「レム睡眠」で「見る夢」はリアルで感情を揺さぶられる! 理由は脳の活動にあった

人間の睡眠は「レム睡眠」と「ノンレム睡眠」のふたつに分けられます。レム睡眠のときに見る夢は覚えていることが多く、またリアルだといわれます。

その秘密はレム睡眠時の脳の活動にあります。

レム睡眠時の夢の特徴

かつては、レム睡眠時には夢を見るが、ノンレム睡眠時には夢を見ないといわれました。現在ではそれは間違いで、ノンレム睡眠時にも夢を見ることが分かっています。

ただし、ノンレム睡眠中の人を無理矢理に起こして(覚醒させて)どんな夢を見たかを聞いてみると、そもそも覚えていないことが多く、また断片的なイメージのものだったりするなど、「レム睡眠時に見る夢」とは明らかに性質が違っています。

レム睡眠時に見る夢には、

  • 覚醒直後に覚えていることが多い
  • リアルに感じられる/感情を揺さぶられる
  • 視覚イメージが強烈
  • ビビッド(vivid)である
  • ストーリー性が高い

といった特徴があります。覚醒後に強い恐怖を感じる悪夢などは、まさにレム睡眠中に見る夢の代表格といえます。

レム睡眠時の夢の特徴は脳の活動による

レム睡眠時に見る夢が視覚的で、リアルで、ストーリー性が高く、感情を揺さぶるものであるのは、レム睡眠の際に「脳の特定の部位」が活動レベルを上げていることが原因と考えられています。

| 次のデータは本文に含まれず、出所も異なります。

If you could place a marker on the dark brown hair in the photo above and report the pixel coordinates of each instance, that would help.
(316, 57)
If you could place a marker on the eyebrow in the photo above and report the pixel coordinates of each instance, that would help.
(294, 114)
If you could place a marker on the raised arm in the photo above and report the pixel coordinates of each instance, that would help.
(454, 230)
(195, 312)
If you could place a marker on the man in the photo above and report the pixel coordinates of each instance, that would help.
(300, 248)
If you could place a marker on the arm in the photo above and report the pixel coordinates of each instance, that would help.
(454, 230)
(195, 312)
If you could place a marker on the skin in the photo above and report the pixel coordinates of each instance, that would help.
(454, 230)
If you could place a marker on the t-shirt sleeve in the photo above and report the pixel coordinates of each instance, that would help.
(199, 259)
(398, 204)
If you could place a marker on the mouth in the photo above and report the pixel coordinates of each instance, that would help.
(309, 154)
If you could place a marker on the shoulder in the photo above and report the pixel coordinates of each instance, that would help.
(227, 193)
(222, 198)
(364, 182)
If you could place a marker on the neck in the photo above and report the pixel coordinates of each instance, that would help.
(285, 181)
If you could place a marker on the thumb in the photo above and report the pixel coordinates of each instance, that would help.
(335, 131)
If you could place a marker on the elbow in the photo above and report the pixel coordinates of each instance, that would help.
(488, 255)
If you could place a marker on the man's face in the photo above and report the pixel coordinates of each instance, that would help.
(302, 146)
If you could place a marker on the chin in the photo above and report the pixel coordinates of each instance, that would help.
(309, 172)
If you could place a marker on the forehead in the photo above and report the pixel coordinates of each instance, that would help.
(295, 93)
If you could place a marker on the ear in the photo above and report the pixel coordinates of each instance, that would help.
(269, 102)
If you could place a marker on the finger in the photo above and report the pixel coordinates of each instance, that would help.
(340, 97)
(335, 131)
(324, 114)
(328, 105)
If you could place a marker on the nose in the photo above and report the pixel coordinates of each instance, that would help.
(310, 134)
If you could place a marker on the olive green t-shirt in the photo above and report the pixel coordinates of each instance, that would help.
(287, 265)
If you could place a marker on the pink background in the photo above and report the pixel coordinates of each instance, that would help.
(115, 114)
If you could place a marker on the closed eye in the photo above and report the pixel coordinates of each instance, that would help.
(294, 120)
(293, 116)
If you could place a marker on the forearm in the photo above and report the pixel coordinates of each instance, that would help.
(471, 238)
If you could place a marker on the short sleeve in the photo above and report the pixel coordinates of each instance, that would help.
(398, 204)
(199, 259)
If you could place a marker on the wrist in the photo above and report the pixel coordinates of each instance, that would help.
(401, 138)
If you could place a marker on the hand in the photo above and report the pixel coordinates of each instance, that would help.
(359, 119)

脳の後頭葉の「第一次視覚野」の活動レベルが低下するのに、「高次視覚野」の活動レベルは上がる

第一次視覚野」は眼球につながる視神経から視覚情報を受け取る部位です。

ここでいったん情報を受け取り、次に「高次視覚野」に情報を送って視覚情報を再構成するのです。高次視覚野は受け取ったデータを「見えているもの」(視覚認知)にする作業を行う部位です。

レム睡眠中はまぶたは閉じられていますし、感覚系が遮断されているので脳に視覚情報は入ってきません。そのため第一次視覚野の活動は低レベルなのですが、なぜか高次視覚野の活動レベルは上がるのです。

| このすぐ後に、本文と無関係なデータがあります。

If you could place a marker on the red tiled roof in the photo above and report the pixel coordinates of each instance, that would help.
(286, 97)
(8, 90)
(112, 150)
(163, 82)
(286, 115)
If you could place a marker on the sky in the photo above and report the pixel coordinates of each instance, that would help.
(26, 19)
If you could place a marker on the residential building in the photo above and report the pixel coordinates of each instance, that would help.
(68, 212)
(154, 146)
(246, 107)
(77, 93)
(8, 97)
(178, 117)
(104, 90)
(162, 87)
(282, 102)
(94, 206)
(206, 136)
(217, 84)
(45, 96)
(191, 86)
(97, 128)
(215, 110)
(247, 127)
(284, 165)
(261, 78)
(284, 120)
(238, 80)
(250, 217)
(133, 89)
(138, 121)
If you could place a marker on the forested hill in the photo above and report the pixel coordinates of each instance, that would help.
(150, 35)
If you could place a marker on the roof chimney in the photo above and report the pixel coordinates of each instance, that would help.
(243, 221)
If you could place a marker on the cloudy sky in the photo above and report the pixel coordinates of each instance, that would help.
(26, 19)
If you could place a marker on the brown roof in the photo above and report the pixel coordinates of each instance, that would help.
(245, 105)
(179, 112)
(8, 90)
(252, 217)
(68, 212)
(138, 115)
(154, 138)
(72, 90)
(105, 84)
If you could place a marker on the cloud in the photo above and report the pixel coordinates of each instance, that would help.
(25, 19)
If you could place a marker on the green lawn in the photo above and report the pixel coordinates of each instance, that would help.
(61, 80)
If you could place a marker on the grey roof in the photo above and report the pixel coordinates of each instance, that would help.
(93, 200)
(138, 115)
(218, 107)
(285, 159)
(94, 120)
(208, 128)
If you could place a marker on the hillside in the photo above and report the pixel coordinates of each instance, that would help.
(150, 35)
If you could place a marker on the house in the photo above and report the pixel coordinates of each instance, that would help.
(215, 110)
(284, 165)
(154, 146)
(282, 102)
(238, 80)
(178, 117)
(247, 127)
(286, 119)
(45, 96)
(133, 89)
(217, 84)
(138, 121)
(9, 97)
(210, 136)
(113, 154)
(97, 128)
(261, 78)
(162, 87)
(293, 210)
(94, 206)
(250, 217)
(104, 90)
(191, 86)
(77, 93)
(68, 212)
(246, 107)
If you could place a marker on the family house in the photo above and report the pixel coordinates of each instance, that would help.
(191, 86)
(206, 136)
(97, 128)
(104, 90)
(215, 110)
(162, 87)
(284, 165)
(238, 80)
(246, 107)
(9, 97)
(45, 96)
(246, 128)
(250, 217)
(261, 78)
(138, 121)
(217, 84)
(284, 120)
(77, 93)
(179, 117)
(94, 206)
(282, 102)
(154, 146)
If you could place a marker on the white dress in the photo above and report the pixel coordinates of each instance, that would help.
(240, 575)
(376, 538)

つまり、レム睡眠中には勝手に何らかの視覚情報の再構成が活発に行われているわけです。そのためレム睡眠中の夢は本当に見ているもののようにリアルに感じられるのです。

「大脳辺縁系」の活動レベルが上がる

特筆すべきは「海馬」と「扁桃体(へんとうたい)」の活動レベルが上がることです。

海馬は「陳述記憶」に関与する部位。

陳述記憶というのは、イメージや言葉で内容を表すことのできる記憶のことです。意味付が行え、エピソードとして記憶することには海馬が重要な働きをします。レム睡眠の夢にストーリー性が豊かなことが多いのは、海馬が活発に働いているからだと考えられます。

扁桃体は「感情」に関与する部位です。

レム睡眠時の夢に感情が揺さぶられるような体験をするのは、この扁桃体の活動レベルが上がるからだと考えられるのです。

「背外側前頭前野」の活動レベルが下がる

背外側前頭前野」は論理的におかしなことがないかをチェックする部位で、論理的な思考をつかさどっています。

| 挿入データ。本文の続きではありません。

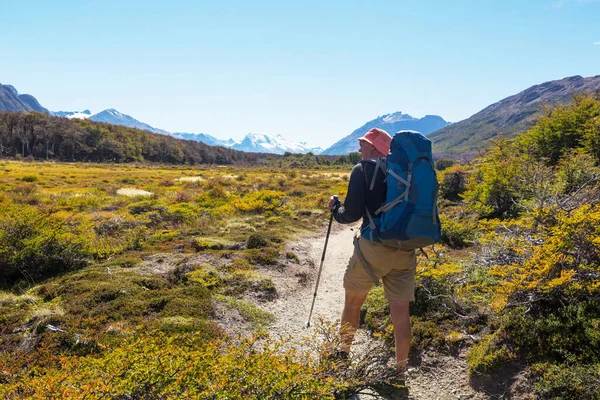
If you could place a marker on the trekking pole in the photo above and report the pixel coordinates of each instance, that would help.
(321, 266)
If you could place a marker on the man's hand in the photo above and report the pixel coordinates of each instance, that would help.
(334, 202)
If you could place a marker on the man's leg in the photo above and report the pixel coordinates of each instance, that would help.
(350, 317)
(402, 333)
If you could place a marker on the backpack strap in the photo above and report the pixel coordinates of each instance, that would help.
(403, 196)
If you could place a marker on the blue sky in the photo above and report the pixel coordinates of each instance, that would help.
(309, 70)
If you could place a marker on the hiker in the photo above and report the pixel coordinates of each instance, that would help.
(393, 266)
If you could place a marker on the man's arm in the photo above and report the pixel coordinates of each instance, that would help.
(354, 203)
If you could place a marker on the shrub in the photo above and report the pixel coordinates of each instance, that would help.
(256, 241)
(457, 234)
(444, 163)
(145, 206)
(489, 354)
(266, 256)
(453, 183)
(34, 245)
(30, 178)
(261, 201)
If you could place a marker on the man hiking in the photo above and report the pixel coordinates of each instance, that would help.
(373, 261)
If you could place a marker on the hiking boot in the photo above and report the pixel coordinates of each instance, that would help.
(394, 385)
(339, 358)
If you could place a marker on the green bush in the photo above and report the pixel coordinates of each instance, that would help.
(453, 183)
(30, 178)
(489, 354)
(145, 206)
(457, 234)
(256, 241)
(266, 256)
(34, 245)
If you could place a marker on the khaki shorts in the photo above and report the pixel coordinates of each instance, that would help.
(395, 268)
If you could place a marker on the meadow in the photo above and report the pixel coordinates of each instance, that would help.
(111, 273)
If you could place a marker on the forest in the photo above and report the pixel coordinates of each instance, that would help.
(38, 136)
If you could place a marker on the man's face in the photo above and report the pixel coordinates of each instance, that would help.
(366, 149)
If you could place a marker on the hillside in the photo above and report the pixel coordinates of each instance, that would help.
(509, 116)
(42, 136)
(391, 123)
(11, 100)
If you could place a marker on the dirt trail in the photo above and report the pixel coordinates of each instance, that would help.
(436, 377)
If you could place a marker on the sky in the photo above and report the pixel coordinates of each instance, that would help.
(312, 71)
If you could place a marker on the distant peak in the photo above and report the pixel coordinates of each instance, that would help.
(395, 117)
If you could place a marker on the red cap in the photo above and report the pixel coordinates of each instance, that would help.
(379, 138)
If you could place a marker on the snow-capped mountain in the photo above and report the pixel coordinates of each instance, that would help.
(85, 114)
(391, 123)
(110, 116)
(254, 142)
(115, 117)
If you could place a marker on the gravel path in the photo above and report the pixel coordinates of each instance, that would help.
(435, 378)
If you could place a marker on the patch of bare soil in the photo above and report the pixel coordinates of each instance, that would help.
(434, 377)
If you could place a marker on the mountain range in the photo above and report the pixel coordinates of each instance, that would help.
(391, 123)
(11, 100)
(504, 118)
(254, 143)
(508, 116)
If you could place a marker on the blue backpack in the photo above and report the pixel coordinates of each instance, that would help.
(409, 218)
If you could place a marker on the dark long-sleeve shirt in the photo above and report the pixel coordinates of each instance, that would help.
(359, 197)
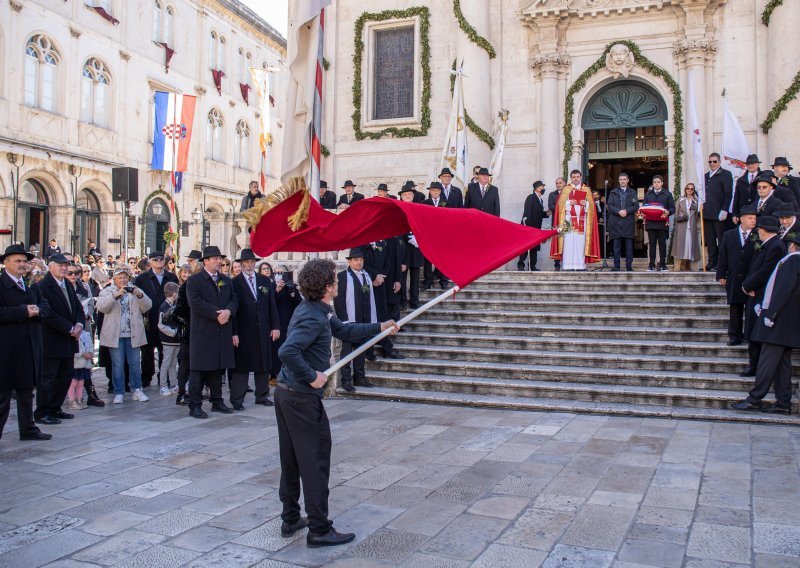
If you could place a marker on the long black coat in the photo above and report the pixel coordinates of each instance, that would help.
(784, 308)
(253, 323)
(210, 344)
(731, 255)
(490, 202)
(21, 344)
(622, 227)
(57, 342)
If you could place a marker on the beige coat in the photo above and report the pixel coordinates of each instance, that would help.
(107, 304)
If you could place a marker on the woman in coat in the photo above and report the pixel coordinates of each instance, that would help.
(123, 331)
(686, 234)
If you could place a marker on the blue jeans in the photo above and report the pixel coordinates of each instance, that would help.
(119, 355)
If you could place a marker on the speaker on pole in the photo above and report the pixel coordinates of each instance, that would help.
(125, 184)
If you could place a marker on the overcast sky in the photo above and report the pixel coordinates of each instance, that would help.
(275, 12)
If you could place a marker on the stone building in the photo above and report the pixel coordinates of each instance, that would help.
(77, 82)
(598, 85)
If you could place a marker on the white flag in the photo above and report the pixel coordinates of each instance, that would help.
(454, 153)
(735, 148)
(697, 146)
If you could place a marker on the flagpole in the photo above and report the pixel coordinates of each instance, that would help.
(419, 311)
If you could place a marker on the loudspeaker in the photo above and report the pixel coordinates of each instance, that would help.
(125, 184)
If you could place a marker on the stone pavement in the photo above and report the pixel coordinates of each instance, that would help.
(421, 486)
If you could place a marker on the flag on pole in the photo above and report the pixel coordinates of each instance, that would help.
(454, 153)
(304, 88)
(697, 146)
(735, 148)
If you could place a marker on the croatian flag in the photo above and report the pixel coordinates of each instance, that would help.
(173, 131)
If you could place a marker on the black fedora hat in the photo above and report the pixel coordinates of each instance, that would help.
(247, 254)
(768, 223)
(16, 249)
(210, 251)
(781, 161)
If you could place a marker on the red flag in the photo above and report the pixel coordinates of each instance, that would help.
(465, 244)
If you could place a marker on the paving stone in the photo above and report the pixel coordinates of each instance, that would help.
(719, 542)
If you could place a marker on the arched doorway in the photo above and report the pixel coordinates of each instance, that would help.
(32, 215)
(156, 223)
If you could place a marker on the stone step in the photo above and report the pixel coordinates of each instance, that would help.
(425, 324)
(573, 406)
(491, 371)
(588, 359)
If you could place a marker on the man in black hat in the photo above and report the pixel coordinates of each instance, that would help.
(776, 331)
(533, 213)
(452, 194)
(212, 302)
(62, 328)
(22, 309)
(736, 244)
(152, 282)
(744, 192)
(349, 196)
(255, 327)
(327, 198)
(770, 251)
(482, 195)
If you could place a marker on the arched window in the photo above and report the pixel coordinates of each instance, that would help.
(241, 158)
(94, 93)
(214, 135)
(41, 63)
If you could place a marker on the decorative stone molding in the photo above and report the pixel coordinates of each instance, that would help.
(550, 65)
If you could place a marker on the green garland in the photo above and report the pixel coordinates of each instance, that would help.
(653, 69)
(479, 132)
(768, 9)
(781, 104)
(424, 16)
(471, 32)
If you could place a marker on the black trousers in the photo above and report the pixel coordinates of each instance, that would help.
(52, 388)
(628, 252)
(196, 381)
(736, 322)
(24, 410)
(774, 367)
(304, 439)
(238, 387)
(713, 231)
(659, 238)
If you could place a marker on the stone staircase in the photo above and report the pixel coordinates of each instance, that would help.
(644, 344)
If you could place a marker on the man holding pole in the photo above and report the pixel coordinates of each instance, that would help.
(304, 433)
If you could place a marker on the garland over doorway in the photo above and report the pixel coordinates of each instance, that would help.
(650, 67)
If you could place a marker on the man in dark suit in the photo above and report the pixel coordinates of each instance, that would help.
(452, 194)
(735, 244)
(255, 327)
(772, 249)
(349, 196)
(152, 283)
(777, 332)
(719, 189)
(60, 333)
(483, 195)
(533, 213)
(212, 302)
(22, 309)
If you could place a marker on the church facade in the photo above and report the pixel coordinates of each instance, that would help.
(596, 85)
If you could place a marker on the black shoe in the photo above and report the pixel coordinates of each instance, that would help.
(745, 405)
(47, 420)
(331, 538)
(38, 435)
(288, 530)
(197, 413)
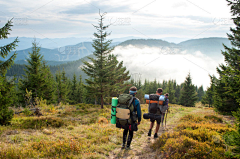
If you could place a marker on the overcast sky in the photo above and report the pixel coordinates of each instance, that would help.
(186, 19)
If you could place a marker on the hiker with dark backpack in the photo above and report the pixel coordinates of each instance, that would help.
(164, 108)
(128, 115)
(154, 108)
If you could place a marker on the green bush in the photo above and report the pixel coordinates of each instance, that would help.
(38, 122)
(232, 138)
(27, 112)
(214, 118)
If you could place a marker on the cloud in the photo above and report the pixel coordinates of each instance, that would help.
(152, 62)
(93, 7)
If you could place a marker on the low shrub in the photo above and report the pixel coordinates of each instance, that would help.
(214, 118)
(38, 122)
(192, 118)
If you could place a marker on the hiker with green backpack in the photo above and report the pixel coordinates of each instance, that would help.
(128, 115)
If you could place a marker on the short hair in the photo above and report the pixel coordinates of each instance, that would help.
(133, 88)
(159, 90)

しかし、レム睡眠時には活動レベルが下がり、この機能が低下します。夢の中でつじつまの合わないことが起こるのは、背外側前頭前野のチェック機構が働かないためと考えられています。

このようにレム睡眠中の夢の特徴は、レム睡眠中の脳の活動によってもたらされるのです。しかしなぜ夢を見るのか、夢を見ないといけない理由、なぜヒトに夢を見る仕組みが備わっているのかについてはまだ不明です。

その説明のひとつに「現実でのシミュレーションをしている」という仮説があります。

現実に起こる怖い場面、自分が避けたい場面を頭の中で構築して、その場面のシミュレーションを行い、現実世界で受けるショックに備えている、というのです。

しかし、この仮説が正しいかどうかはまだ分かっていません。やがて神経科学的に夢の仕組みが解明される日が来るでしょう。しかし、何もかも分かってしまうのはちょっと寂しいかもしれませんね。